Passing of Giants of the Human Spirit: Ten Days When Death Came Calling, Part Ten
June 8, 2016 by Herbert Daughtry
Remembering Afeni Shakur – Part G
Afeni fought many battles – some we know of, and others were unknown to us. Jamal Joseph, who was Afeni’s protégé, told the story of her fight for Patient’s Rights in the hospital. In fact, he said that she was one of the first to take up this fight.
She was a gallant, self-giving warrior. Alas, many of us didn’t give her the love and appreciation she so richly deserved, but she never stopped loving us! She never stopped struggling for us.
There was a time when she opened her soul to me and revealed all of the hurt, disappointment, and betrayals. Tears came to her eyes. She trembled with emotion. After the long conversation, she gathered herself, smiled, and ended on a positive note.
I remember it well. It was on a warm summer night in June when I arrived in her home in Atlanta, GA. When I first started the bi-weekly classes, I used to stay at the hotel. Afeni didn’t like the arrangement. The last time I visited her, she gave me a tour of entire house. She showed me the bedrooms and the other places I could sleep. Then, she looked at me and said, “Now, you don’t need a hotel.”

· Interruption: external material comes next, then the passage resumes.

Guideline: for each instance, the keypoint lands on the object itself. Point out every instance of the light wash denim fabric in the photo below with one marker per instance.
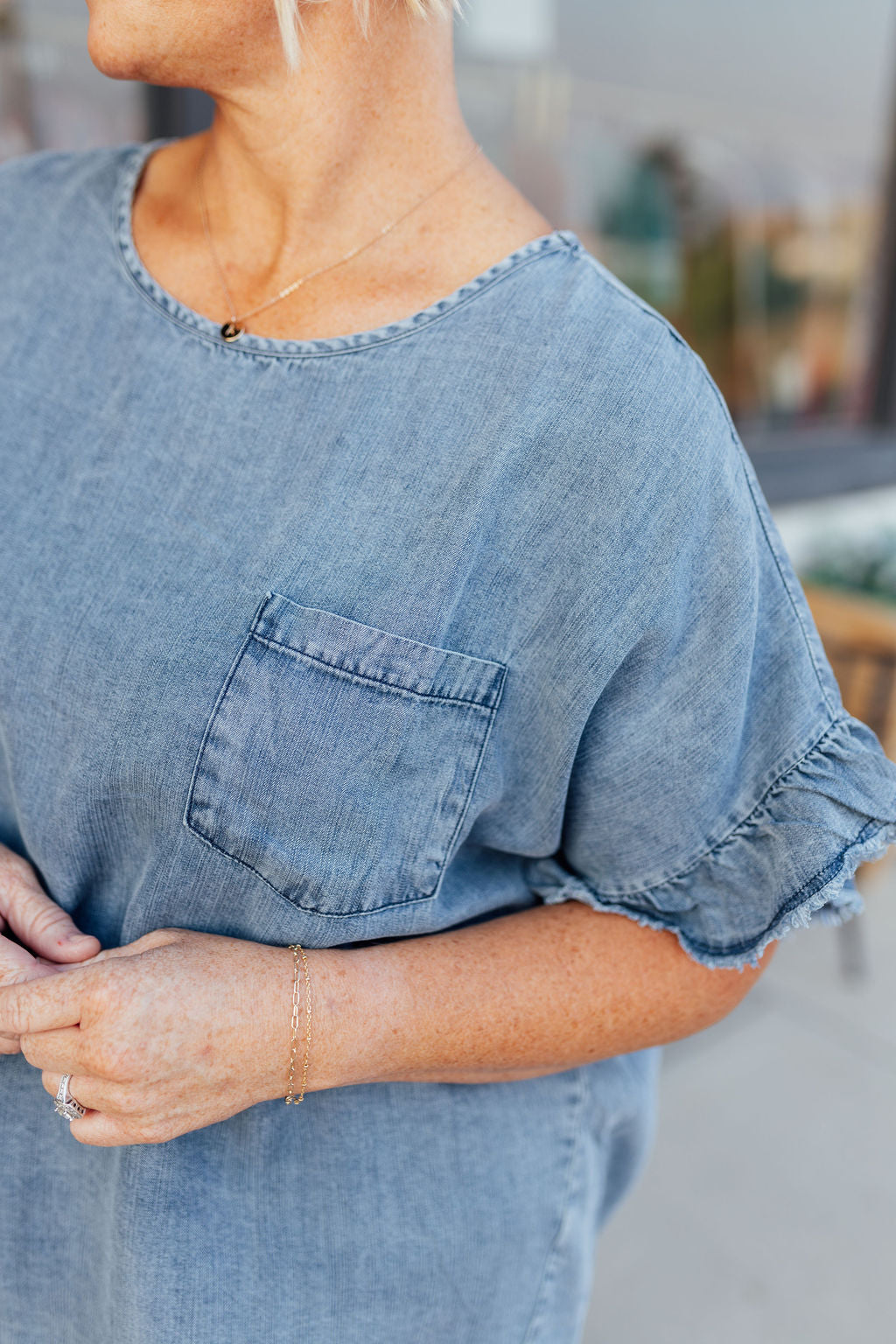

Then, she gave me a phone. “This is your line. This is your home,” she said. I smiled. I was deeply moved. I could only say, “Thank you,” and give her a big hug. She was very talkative – more so than usual. I recorded the experience in my book, “Dear 2Pac: Letters to a Son”:
“When we arrived at your mother’s house, I immediately observed two new additions:
A new black wrought iron table and chairs, with a canopy, and off in the distance, a bed of beautiful flowers.

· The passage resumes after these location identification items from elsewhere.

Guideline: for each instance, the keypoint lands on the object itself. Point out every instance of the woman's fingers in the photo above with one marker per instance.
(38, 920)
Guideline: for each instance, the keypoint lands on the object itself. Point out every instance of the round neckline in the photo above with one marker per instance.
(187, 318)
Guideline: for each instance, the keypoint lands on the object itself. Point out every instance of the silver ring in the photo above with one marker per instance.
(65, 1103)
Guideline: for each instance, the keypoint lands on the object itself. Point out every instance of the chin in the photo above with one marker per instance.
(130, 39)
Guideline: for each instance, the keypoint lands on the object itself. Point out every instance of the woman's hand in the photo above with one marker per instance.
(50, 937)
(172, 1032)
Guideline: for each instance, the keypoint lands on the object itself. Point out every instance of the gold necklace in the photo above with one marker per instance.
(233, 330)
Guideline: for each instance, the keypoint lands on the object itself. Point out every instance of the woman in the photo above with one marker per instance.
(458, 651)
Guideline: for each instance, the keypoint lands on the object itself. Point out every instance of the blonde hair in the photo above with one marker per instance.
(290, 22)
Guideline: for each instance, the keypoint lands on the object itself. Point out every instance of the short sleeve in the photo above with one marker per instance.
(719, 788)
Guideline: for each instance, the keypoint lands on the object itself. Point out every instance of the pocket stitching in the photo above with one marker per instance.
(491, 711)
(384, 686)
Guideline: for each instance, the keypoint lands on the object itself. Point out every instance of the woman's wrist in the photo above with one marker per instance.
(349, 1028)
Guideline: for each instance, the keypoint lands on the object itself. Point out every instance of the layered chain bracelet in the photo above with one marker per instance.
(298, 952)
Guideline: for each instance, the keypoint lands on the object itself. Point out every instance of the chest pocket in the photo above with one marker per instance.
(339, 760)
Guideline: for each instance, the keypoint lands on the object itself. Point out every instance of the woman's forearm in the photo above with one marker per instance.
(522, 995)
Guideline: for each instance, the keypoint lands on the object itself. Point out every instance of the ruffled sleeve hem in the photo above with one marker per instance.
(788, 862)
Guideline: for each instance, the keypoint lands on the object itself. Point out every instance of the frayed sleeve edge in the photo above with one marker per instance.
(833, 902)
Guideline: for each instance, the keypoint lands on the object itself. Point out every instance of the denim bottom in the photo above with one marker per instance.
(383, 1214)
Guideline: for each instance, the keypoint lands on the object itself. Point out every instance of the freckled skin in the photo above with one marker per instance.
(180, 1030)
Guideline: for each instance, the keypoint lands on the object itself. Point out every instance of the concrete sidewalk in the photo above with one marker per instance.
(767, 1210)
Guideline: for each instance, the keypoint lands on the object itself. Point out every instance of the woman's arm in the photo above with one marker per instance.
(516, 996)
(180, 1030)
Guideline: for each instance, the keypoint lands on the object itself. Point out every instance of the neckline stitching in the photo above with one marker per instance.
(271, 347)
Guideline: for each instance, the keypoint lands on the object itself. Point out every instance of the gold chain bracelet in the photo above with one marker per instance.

“‘Aunt Faye is always doing something new around here,’ Bill said.
“I was glad when they told me your mother was home. I had been told she was going to North Carolina. I passed Tramaine who was seated at the kitchen table. As I walked down the hall, I passed your pictures on the wall.
“Your mother was lying in bed reading when I walked in. The TV was playing. I went over to the bed. She raised up. I gave her a big hug. ‘Good to see you,’ I said. ‘Love ya,” she responded. ‘How was your flight and travel?’ ‘Great.’ ‘How you feeling?’ ‘Super, thank God.’
“I walked across the room to the doorway leading to the deck. I surveyed the hilly terrain. The green trees, the ruggedness, interspersed by flowers here and there, some planted, some growing wild, but nonetheless beautiful; the quietness, the chirping birds, the fragrance of Georgia pine, it was a picturesque scene before me.
“I turned back to face your mother. She motioned me to sit. We talked about the Father’s Day Program on June 17th, how it was connected to your birthday, and how it was great.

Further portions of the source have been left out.